Le joueur dont le club a besoin cet été : Javier Mascherano
Une cible impossible à dénicher mais qui serait ô combien judicieuse. Plutôt que de gaspiller ses millions dans des Galacticos 2.0, Florentino Pérez ferait un choix judicieux en cochant le nom de Javier Mascherano. Malgré un statut de daron du vestiaire blaugrana, les arguments madridistas auraient même de quoi intéresser le Jefecito. En lui offrant le poste de sentinelle dont cet effectif a besoin, ainsi qu’un salaire adéquat, l’homme aux dix entraîneurs assurerait un certain équilibre à son milieu de terrain. Mais, outre le fait d’œuvrer dans le camp d’en face, l’Argentin revendique ce bon vieux Claude Makelele comme modèle. Un Claude pas assez sexy en son temps aux yeux du président de la casa blanca. Impossible, donc.
Ce qui va se passer la saison prochaine :
Rafa Benítez sera nommé au poste d’entraîneur. Gareth Bale sera vendu à Manchester United et Sergio Ramos au Bayern Munich, ce qui permettra au Real d’empocher, en tout, 140 millions d’euros. Une somme qui lui permettra d’acheter Agüero et Hummels.
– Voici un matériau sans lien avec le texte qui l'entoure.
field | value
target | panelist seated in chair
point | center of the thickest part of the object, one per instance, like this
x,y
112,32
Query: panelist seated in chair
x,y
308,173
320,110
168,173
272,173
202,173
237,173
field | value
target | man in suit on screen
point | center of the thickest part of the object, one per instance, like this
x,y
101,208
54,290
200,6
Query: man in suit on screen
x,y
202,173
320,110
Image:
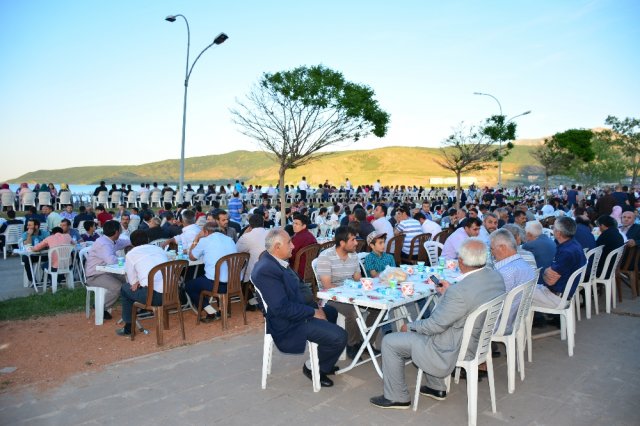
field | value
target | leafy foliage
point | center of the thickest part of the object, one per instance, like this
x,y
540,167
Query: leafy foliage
x,y
626,135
Mais dès le premier match, Cristiano Ronaldo confond Agüero et James Rodríguez et dit qu’il ne veut plus jouer avec eux. En décembre, le Real est sixième de Lifa et Rafa se fait virer. Faute de solutions, Florentino Pérez n’a d’autres choix que de nommer Zidane entraîneur jusqu’à la fin de la saison. Le Real perd le Classico, mais Zizou dit que « c’est bien » . Le Real est encore éliminé en demi-finale de C1, cette fois-ci par Chelsea, mais Zizou dit que « c’est bien » . Le 19 mai, Florentino Pérez annonce que Jürgen Klopp est le nouvel entraîneur.